De dorado algarrobo su piel, daba sombra y cobijo a arrebatados enamoradizos que paseaban tímidos sus erecciones, como guarecidos Eros de arena,inevitables.
Virgen a los cuarenta,jamás toco un hombre.Ni mujer.Nunca terminó de aceptar a este mundo como propio.Ahora abría delicadamente un libro viejo de gastadas tapas duras de color negro,verde y bordó, a líneas ondulantes; sus hojas amarillas.

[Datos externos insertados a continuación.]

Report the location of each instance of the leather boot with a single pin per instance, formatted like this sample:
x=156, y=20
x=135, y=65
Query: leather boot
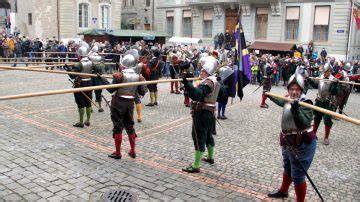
x=300, y=192
x=316, y=127
x=284, y=189
x=327, y=134
x=117, y=153
x=132, y=152
x=177, y=88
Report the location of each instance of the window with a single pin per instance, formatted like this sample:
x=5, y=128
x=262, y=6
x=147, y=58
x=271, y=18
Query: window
x=292, y=23
x=187, y=24
x=321, y=23
x=261, y=23
x=147, y=26
x=170, y=22
x=30, y=18
x=83, y=15
x=105, y=17
x=207, y=23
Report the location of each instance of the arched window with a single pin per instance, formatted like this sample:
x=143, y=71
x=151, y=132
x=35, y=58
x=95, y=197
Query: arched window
x=105, y=16
x=83, y=15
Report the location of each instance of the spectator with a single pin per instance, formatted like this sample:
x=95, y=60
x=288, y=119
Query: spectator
x=18, y=52
x=323, y=55
x=62, y=49
x=300, y=49
x=221, y=40
x=216, y=41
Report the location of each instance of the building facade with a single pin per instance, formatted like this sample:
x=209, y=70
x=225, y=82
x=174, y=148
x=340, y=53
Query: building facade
x=65, y=18
x=328, y=23
x=137, y=14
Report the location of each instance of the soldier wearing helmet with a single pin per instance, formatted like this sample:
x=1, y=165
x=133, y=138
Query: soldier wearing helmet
x=122, y=104
x=344, y=89
x=98, y=68
x=82, y=99
x=297, y=134
x=267, y=71
x=325, y=97
x=176, y=59
x=187, y=70
x=202, y=109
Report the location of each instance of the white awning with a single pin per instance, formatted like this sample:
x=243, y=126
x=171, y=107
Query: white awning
x=187, y=14
x=169, y=13
x=184, y=40
x=292, y=13
x=322, y=15
x=260, y=11
x=208, y=14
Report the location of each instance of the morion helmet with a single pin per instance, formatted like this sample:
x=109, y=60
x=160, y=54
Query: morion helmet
x=128, y=61
x=296, y=79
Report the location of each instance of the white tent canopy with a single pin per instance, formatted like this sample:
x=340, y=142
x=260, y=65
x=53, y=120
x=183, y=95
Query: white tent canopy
x=184, y=40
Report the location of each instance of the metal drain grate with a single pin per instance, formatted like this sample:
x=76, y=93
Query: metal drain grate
x=119, y=195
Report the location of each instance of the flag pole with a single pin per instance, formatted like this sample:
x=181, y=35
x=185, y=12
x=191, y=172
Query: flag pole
x=84, y=89
x=240, y=55
x=30, y=69
x=319, y=109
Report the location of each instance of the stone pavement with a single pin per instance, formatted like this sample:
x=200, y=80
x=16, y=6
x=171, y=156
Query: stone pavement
x=44, y=158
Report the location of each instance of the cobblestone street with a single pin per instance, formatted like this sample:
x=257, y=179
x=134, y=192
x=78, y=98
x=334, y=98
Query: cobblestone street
x=43, y=157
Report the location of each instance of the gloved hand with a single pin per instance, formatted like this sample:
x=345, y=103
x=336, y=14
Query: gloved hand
x=184, y=81
x=118, y=76
x=67, y=68
x=295, y=105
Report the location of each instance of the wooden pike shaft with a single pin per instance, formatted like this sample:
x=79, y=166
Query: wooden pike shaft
x=319, y=109
x=350, y=83
x=75, y=53
x=68, y=63
x=76, y=90
x=38, y=58
x=50, y=71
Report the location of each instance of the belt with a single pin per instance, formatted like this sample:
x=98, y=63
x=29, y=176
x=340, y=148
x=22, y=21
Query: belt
x=297, y=132
x=88, y=79
x=126, y=96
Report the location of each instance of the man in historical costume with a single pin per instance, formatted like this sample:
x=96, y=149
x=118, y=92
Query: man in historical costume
x=122, y=105
x=187, y=70
x=344, y=89
x=326, y=92
x=267, y=71
x=140, y=69
x=304, y=72
x=99, y=67
x=155, y=65
x=174, y=71
x=297, y=140
x=203, y=108
x=83, y=99
x=226, y=75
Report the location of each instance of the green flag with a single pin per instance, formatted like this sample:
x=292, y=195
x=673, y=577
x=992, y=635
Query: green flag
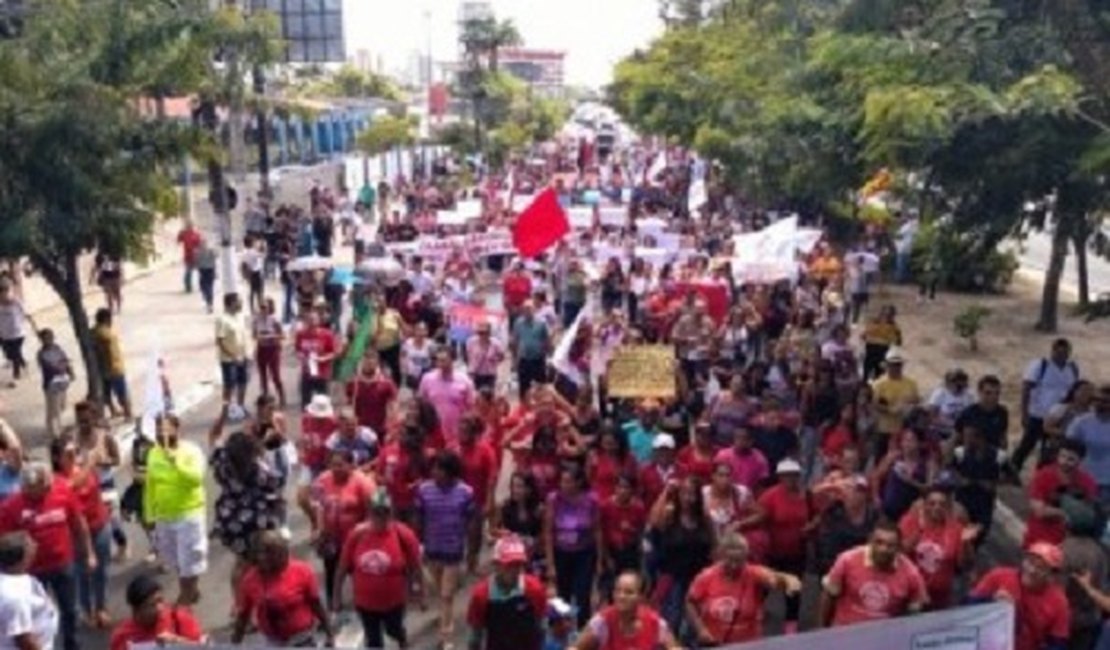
x=349, y=365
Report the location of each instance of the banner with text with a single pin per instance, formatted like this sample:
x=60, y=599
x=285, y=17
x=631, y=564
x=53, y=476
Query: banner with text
x=643, y=372
x=986, y=627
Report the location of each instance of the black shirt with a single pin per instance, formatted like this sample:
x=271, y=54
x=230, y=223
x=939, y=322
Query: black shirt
x=992, y=423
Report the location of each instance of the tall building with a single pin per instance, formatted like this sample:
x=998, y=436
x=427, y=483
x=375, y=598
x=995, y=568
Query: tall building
x=543, y=70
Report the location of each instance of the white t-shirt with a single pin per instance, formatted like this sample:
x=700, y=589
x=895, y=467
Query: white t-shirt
x=1050, y=387
x=12, y=317
x=26, y=608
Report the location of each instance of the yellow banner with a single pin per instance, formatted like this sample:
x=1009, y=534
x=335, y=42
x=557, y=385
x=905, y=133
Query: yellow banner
x=643, y=371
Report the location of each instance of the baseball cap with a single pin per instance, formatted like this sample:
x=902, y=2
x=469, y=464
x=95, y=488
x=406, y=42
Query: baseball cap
x=788, y=466
x=508, y=550
x=663, y=442
x=1050, y=554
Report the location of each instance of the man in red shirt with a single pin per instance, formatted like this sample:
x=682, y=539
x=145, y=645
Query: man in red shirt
x=152, y=621
x=315, y=345
x=47, y=510
x=873, y=582
x=1043, y=619
x=725, y=602
x=190, y=240
x=506, y=610
x=372, y=394
x=1047, y=521
x=516, y=288
x=480, y=471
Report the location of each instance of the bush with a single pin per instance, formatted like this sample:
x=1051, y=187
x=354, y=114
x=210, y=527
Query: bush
x=961, y=262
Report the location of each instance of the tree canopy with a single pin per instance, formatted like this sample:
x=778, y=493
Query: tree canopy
x=979, y=107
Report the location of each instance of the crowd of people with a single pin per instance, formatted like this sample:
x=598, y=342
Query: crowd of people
x=795, y=448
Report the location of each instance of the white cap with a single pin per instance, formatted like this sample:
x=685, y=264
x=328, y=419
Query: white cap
x=788, y=466
x=664, y=442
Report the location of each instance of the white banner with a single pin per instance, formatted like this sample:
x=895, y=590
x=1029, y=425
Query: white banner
x=985, y=627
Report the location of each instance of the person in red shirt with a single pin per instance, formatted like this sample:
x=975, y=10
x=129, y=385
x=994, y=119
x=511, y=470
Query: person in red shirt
x=873, y=582
x=281, y=595
x=627, y=623
x=480, y=471
x=152, y=621
x=1047, y=521
x=506, y=610
x=316, y=346
x=372, y=394
x=341, y=499
x=516, y=288
x=786, y=513
x=190, y=240
x=47, y=510
x=663, y=468
x=697, y=458
x=938, y=544
x=725, y=602
x=318, y=424
x=608, y=461
x=624, y=519
x=91, y=581
x=382, y=556
x=1043, y=615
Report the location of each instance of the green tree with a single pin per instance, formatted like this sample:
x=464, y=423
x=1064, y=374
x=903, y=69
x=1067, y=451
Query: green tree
x=83, y=168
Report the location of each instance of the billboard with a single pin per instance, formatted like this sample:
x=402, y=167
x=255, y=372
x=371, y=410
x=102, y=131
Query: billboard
x=312, y=29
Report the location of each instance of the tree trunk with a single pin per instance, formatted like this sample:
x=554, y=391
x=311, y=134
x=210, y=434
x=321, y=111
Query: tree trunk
x=1050, y=296
x=67, y=283
x=1079, y=242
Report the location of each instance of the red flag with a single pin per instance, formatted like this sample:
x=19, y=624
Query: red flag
x=540, y=225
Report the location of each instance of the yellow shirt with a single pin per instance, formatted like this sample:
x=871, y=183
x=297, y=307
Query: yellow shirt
x=883, y=333
x=231, y=337
x=892, y=400
x=108, y=349
x=389, y=329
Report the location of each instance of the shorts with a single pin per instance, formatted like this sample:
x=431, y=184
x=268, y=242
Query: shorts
x=115, y=385
x=182, y=545
x=234, y=373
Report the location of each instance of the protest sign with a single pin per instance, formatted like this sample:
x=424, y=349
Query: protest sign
x=985, y=627
x=463, y=320
x=643, y=372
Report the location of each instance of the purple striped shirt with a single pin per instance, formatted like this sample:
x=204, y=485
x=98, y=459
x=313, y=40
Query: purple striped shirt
x=445, y=515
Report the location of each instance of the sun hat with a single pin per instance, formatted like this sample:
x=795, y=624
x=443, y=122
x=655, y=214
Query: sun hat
x=321, y=406
x=663, y=442
x=1049, y=552
x=788, y=466
x=508, y=550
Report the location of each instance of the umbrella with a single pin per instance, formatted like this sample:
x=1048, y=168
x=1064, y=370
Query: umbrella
x=311, y=263
x=384, y=270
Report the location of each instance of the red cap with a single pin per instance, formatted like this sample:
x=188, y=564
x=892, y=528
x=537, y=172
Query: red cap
x=510, y=550
x=1050, y=554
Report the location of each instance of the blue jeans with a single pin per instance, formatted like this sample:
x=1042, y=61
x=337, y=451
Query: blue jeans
x=62, y=584
x=92, y=586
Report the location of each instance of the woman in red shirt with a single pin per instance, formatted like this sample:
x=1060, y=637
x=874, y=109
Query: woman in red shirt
x=91, y=582
x=281, y=595
x=341, y=497
x=624, y=520
x=938, y=544
x=152, y=621
x=608, y=461
x=697, y=458
x=627, y=623
x=383, y=556
x=786, y=513
x=725, y=602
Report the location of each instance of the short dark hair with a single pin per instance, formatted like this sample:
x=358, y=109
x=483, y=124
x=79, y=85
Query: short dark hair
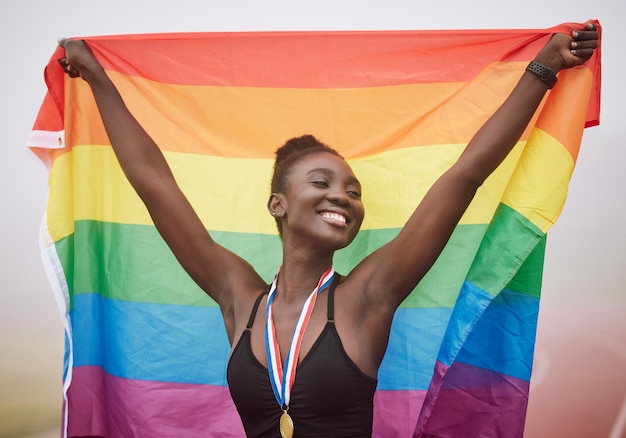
x=293, y=151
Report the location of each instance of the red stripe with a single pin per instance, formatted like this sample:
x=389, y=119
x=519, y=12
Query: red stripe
x=315, y=59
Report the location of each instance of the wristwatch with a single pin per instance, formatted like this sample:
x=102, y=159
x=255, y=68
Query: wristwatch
x=546, y=74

Semana tras semana dejaba discurrir el verano por su libro, ajena a la masiva excitación erecta de los hombres que, litúrgicamente, la contemplaban como rito.
Un día que olvidó el libro en la arena, uno de sus anónimos bronceados pretendientes lo recogió, para,ansioso, husmear intrigado las páginas que le arrebataban el tiempo a su musa.Curioso corrió hoja por hoja: todas en blanco.En la última página, una palabra de tres letras alzaba ráudamente el misterio a las cumbres etéricas.Seguida por un signo de interrogación, allí en el extremo inferior, la palabra 'Por' le hendió la mente.
Otro anónimo pretendiente que miraba envidioso esa escena, observó como el hombre se evanescía en arrítmicas titilancias, hasta que cundió su silencio visual.Nada.
No prestó caso a la escena, hacía calor, y el verano, la brisa del mar, el sudor, prodigaban ondulaciones visuales tramposas y misteriosas al ser conjugadas en las mentes.Típico de la estación.
Nadie en el resto de las vacaciones, ni en la vida, echó de menos a estos dos trémulos personajes de la playa.